Udacity Machine Learning Validation mini-project

Prep stuff:



In [1]:

    
import pickle
import sys
sys.path.append("../tools/")
from feature_format import featureFormat, targetFeatureSplit

data_dict = pickle.load(open("../final_project/final_project_dataset.pkl", "r") )



In [2]:

    
### first element is our labels, any added elements are predictor
### features. Keep this the same for the mini-project, but you'll
### have a different feature list when you do the final project.
features_list = ["poi", "salary"]

data = featureFormat(data_dict, features_list)
labels, features = targetFeatureSplit(data)

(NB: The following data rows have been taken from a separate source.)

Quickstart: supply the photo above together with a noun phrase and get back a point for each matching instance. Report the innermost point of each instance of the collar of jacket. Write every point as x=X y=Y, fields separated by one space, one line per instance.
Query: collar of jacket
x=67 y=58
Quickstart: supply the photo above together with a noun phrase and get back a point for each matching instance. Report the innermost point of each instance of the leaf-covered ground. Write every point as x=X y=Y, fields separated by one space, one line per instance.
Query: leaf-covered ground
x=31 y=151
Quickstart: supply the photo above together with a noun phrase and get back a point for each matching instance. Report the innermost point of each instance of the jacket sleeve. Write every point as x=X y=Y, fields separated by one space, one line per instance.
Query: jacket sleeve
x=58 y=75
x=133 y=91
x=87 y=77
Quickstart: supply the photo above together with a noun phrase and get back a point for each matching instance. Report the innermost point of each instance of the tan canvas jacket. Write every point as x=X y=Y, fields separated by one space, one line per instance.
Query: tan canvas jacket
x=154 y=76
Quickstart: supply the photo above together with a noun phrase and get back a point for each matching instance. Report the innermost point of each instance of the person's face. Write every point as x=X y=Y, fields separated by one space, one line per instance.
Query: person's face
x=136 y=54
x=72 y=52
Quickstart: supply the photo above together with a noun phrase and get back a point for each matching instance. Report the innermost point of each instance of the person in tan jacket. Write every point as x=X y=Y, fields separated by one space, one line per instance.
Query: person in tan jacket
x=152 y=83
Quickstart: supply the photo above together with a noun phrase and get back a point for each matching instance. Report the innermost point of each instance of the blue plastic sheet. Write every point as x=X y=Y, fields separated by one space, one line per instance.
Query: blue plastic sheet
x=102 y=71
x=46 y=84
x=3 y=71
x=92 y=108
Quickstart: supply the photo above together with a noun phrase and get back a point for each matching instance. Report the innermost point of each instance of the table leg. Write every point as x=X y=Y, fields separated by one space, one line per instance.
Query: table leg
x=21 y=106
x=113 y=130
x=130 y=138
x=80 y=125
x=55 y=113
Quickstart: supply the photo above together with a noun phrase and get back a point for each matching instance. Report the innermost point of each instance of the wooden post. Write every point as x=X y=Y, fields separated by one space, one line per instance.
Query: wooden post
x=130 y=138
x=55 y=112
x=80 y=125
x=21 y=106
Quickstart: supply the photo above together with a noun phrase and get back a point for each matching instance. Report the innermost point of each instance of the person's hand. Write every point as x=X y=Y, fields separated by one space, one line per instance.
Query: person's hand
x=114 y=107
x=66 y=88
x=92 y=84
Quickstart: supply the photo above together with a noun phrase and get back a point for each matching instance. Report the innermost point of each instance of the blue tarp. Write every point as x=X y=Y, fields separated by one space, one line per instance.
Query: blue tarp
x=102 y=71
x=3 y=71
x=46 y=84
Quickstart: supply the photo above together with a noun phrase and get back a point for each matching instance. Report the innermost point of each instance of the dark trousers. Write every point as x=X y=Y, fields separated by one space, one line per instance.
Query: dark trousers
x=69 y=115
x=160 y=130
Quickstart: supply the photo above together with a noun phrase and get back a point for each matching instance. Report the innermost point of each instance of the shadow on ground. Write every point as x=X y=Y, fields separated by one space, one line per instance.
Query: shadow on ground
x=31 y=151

Training a decision tree on this starter data:



In [3]:

    
from sklearn.tree import DecisionTreeClassifier

Doing things the wrong way:



In [4]:

    
clf = DecisionTreeClassifier()
clf.fit(features,labels)
clf.score(features,labels)









    Out[4]:





0.98947368421052628

Less wrong:



In [5]:

    
from sklearn.cross_validation import train_test_split



In [6]:

    
features_train, features_test, labels_train, labels_test = train_test_split(features,labels,test_size=0.3,random_state=42)



In [7]:

    
clf = DecisionTreeClassifier()
clf.fit(features_train,labels_train)
clf.score(features_test,labels_test)









    Out[7]:





0.72413793103448276